La forêt occupe une place importante dans son existence. « C’est 100 % de votre vie. Au Saguenay– Lac-Saint-Jean, si tu n’aimes pas la forêt, tu es malheureux. Ça occupe une grande place dans notre vie familiale. Mon frère et mon père travaillent avec moi en forêt», souligne-t-il.

HERVÉ POIRIER est propriétaire de lots boisés depuis 40 ans. Sa forêt, c’est son jardin forestier. Il y a investi sa passion, son énergie et son temps. « Chaque année, je travaille à l’améliorer tout en essayant d’en retirer un revenu décent. Je peux vous dire que des changements, il y en a constamment. Il faut être polyvalent et prévoyant, gérer son boisé avec une vision à long terme et ne pas toujours être dépendant des subventions du ministère. Lorsqu’il y a des changements dans la gestion, il faut s’adapter», philosophe-t-il. Comme cas d’adaptation, il cite en exemple le prix du bois. Il y a environ 15 ans, une corde se vendait 150$. Aujourd’hui, elle vaut 100$. Toutefois les dépenses, elles, ont augmenté d’environ 40%.
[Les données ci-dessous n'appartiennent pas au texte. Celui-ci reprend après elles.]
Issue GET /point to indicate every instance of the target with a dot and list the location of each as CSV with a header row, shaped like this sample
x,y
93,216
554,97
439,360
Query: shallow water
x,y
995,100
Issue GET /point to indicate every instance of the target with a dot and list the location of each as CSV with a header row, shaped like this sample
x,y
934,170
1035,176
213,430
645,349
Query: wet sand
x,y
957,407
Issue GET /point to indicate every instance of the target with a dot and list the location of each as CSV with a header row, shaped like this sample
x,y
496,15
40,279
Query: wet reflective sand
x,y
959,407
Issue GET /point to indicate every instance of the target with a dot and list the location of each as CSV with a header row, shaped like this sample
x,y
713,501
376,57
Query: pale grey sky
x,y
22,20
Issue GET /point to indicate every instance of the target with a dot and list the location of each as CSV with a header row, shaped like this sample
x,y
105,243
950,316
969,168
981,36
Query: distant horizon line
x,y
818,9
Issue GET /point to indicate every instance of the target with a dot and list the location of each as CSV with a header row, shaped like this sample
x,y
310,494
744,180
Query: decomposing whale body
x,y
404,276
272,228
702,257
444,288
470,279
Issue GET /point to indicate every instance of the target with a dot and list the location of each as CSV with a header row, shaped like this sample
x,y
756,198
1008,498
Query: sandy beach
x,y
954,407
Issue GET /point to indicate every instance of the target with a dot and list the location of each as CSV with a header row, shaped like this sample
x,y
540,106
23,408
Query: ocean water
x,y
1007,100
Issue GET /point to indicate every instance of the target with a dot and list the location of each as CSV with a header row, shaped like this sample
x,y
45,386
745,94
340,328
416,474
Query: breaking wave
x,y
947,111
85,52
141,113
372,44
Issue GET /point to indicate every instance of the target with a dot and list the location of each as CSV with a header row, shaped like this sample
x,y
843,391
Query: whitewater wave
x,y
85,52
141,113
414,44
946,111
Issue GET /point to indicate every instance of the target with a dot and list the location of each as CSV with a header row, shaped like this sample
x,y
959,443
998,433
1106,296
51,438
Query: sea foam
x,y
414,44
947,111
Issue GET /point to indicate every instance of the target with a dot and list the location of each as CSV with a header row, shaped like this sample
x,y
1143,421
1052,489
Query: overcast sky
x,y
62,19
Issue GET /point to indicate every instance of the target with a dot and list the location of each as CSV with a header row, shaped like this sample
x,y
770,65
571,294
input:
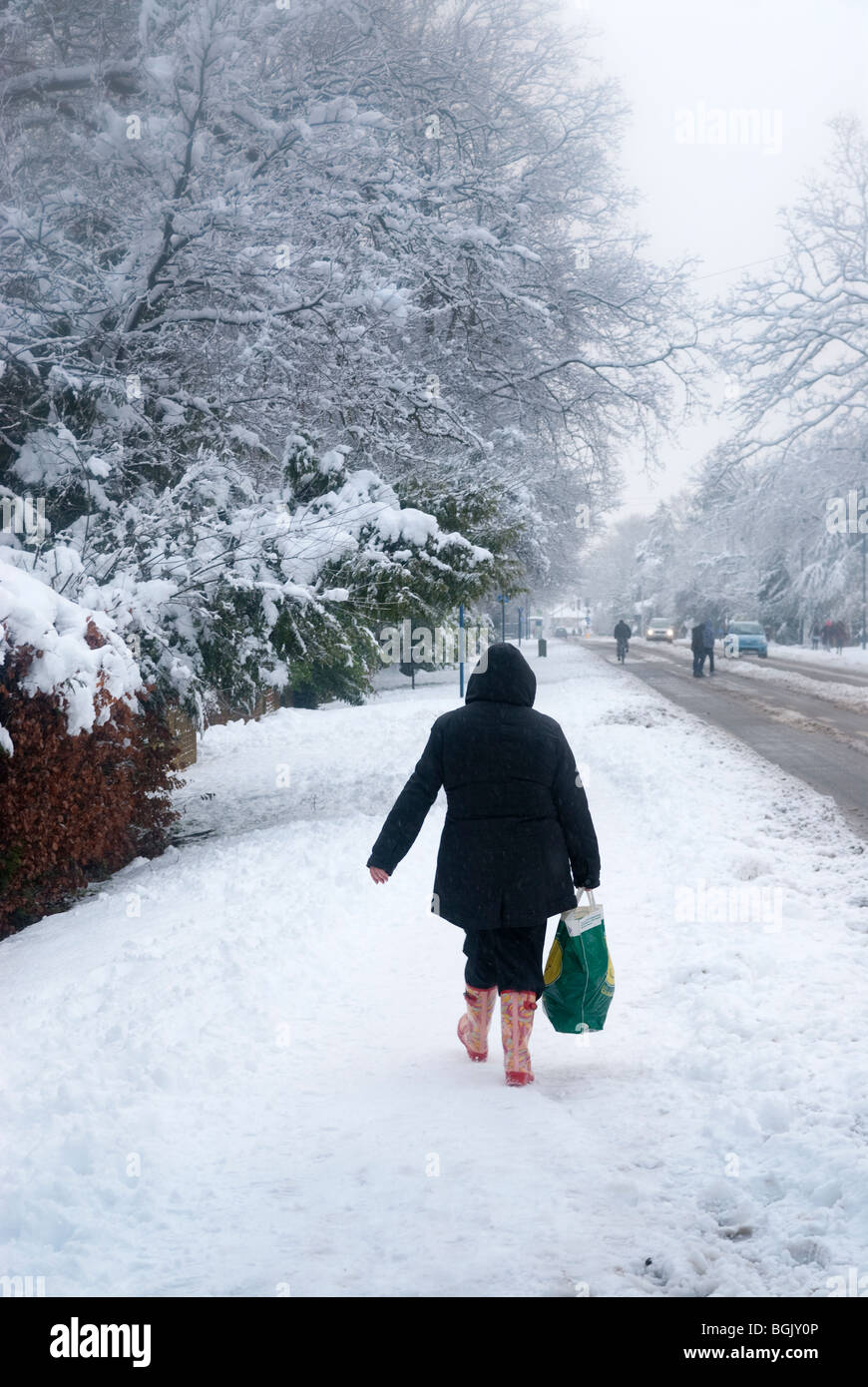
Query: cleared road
x,y
822,742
La ressource forestière a toujours été au centre de la vie de M. Poirier. Il prend grand soin de ses lots. «Je trouve important d’avoir de bons chemins bien drainés et bien entretenus tout comme mes lignes de lot. Il faut les entretenir régulièrement surtout avec la mauvaise température qu’on a depuis quelques années. Je fais le moins possible de sentiers de débardage. Ça équivaut à moins briser la régénération et le sol. Je ne déboise pas de grandes superficies dans un seul tenant. Juste de petites coupes bien dispersées et là où ma forêt est la plus endommagée par la carie, le chablis ou l’âge exté- rieur. Là où le terrain est trop humide, j’y vais en hiver lorsque c’est gelé. Lorsque je bûche, j’accorde autant d’importance à la protection de la régénération et des bons arbres que je veux garder pour le futur qu’à la productivité. J’ai abattu plusieurs arbres dans ma vie, mais j’en ai aussi beaucoup planté. Si je fais le décompte, j’en aurais reboisé au moins un demi-million de plants depuis 1976. J’ai toujours eu comme politique qu’on devrait toujours passer sa terre au suivant au moins en aussi bon état qu’on l’a reçue», soutient-il.

M. Poirier aurait aimé vivre entièrement de son boisé. Malheureusement, son rêve ne se réalisera pas. «Avec la crise du bois d’œuvre et tous les problèmes qui en ont découlé, le manque de main-d’œuvre, le vieillissement des travailleurs et moi-même, il faut être réaliste», se désole-t-il. «Il faut se rendre à l’évidence, et c’est triste à dire, mais l’exploitation forestière intéresse très peu les jeunes. Il y a de meilleures possibilités plus faciles, plus payantes, plus avantageuses dans d’autres domaines», s’attriste-t-il. D’ici là, le propriétaire continuera à jardiner ses lots.